Sure. I already know you need a solution for this rare 1% case. You've said it enough times, thanks.
X can do this, too, without needing any special support or coding in the applications. It's only if you want to have one application open windows in two different displays simultaneously that you need special support in the application.
How exactly does it work? What commands should I type? My usecase is simple: I'm late at work in Friday, I have dozen of programs open on my desktop and I want to leave for weekend but may be I'll find the time next Saturday to try to fix few things. What should I do?
Note: I have not planned this session in advance, I have not planned to work from home. It just... happened. Well, I obviously needed to do one-time setup to make my desktop remotely accessible, but I definitely have not done anything in this particular session! Sometimes I understand that I need to do something from home when I've already left my office.
With X there are only one choice: use something like xpra and suffer the slowdown all the time even if you actually need to access your programs remotely once or twice per year. Or you can sidestep X and use something like VNC.

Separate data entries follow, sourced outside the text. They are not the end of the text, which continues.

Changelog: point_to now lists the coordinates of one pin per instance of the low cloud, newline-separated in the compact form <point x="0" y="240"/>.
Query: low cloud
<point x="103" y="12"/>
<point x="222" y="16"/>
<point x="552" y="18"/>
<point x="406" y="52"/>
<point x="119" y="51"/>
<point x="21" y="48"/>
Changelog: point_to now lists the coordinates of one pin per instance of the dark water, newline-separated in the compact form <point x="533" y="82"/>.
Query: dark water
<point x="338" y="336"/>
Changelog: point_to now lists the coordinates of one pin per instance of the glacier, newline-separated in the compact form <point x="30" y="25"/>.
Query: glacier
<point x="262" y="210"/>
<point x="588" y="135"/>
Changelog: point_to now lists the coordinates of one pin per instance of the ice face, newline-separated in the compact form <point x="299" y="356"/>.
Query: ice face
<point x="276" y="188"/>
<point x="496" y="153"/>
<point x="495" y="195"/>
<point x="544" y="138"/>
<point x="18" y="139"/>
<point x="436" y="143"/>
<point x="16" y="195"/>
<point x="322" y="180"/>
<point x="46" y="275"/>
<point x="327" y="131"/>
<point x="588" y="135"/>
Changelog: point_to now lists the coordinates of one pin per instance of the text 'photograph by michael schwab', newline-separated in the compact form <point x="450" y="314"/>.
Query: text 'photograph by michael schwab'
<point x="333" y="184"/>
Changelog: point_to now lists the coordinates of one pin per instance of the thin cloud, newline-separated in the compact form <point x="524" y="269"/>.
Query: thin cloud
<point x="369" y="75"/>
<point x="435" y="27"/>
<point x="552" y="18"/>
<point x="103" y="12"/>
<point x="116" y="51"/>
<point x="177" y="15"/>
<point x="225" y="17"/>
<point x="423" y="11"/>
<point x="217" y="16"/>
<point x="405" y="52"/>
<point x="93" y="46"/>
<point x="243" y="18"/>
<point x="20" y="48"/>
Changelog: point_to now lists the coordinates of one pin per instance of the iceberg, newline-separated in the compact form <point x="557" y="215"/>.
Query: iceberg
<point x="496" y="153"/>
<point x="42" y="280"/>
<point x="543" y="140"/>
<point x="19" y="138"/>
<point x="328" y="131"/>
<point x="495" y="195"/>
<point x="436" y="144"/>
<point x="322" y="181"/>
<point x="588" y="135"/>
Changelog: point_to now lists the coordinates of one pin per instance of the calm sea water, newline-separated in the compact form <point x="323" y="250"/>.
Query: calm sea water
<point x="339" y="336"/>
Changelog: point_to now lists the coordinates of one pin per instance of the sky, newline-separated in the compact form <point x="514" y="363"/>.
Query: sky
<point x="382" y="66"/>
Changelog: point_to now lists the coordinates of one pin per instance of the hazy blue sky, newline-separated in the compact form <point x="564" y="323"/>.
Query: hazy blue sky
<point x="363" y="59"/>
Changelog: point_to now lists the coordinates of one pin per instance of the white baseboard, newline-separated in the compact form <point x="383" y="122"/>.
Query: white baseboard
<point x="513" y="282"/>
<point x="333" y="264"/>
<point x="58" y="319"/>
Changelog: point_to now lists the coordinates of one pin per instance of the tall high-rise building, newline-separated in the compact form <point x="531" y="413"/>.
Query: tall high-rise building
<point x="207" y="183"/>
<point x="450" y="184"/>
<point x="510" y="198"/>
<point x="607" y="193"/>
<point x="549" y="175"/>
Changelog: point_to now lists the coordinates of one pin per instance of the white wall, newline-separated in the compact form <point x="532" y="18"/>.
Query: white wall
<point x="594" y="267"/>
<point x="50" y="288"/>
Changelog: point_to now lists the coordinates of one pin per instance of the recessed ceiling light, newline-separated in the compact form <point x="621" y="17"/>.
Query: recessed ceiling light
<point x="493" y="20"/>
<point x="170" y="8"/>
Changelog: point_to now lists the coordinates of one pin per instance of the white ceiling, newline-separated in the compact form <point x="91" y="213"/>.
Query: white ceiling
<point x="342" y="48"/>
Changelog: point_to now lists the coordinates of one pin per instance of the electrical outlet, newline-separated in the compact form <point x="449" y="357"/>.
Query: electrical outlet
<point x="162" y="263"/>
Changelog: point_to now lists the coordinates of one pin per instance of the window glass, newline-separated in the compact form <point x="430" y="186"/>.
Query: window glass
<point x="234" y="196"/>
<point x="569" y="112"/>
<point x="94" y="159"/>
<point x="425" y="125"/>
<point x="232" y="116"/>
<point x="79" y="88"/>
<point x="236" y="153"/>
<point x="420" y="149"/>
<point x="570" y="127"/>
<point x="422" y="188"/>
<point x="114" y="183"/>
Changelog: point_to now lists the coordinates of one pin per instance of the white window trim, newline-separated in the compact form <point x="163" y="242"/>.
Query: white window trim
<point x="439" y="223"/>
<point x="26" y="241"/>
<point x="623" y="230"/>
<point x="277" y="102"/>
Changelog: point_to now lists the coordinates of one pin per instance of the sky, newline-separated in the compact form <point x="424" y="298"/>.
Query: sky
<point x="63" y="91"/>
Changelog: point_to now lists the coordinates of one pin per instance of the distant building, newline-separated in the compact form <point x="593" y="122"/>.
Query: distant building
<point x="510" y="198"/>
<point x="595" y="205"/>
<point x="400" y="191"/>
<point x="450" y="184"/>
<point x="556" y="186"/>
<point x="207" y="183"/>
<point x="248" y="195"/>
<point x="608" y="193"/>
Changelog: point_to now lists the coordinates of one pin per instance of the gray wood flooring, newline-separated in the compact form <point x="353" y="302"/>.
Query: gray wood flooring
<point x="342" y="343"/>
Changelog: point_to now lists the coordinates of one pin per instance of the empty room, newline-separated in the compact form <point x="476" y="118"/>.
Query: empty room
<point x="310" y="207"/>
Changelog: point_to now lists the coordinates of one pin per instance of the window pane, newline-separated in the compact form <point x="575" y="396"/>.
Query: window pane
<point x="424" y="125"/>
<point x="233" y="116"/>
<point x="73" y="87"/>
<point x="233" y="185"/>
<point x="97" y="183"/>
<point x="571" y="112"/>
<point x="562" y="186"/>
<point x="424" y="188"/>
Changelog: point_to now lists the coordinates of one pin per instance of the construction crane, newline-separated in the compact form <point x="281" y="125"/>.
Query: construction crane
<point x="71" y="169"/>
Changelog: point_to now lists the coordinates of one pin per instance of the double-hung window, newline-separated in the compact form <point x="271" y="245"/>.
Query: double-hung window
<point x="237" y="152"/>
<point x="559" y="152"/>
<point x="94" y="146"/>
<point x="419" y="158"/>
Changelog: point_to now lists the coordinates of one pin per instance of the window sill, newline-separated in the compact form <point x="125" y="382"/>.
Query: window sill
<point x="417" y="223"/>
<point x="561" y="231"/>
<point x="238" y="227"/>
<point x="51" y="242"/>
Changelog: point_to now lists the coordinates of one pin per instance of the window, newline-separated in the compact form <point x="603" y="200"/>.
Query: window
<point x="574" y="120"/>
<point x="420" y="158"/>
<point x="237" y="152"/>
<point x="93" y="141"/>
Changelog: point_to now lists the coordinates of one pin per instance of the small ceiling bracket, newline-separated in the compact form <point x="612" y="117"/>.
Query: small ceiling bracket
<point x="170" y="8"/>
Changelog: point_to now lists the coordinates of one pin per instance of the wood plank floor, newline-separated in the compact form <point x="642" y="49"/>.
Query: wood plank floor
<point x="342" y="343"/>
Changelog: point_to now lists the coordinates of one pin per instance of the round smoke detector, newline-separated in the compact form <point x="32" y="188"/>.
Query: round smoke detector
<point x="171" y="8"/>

I don't know what you mean by the X approach fails in 99% of the cases, or that "few programs" show all the properties of X network transparency.
Exactly what noted above: I've locked my workstation and went home without logging out, I need to access my programs somehow. How to do that? That's the most common usecase for rdesktop. And the second most common is to share your desktop with tech support guy, obviously. Both work perfectly in Windows, both are horrible in Linux - and the solutions offered usually don't use the much vaunted "X network transparency" at all. I know some Linux distributions offer VNC as a solution, but it's not perfect: when I access programs in such a way my desktop in office is actually becoming unlocked and anyone can do anything with it!
I'm yet to find a X-based solution which covers this 99% usecase - which is obviously the most important and the most polished usecase in Windows!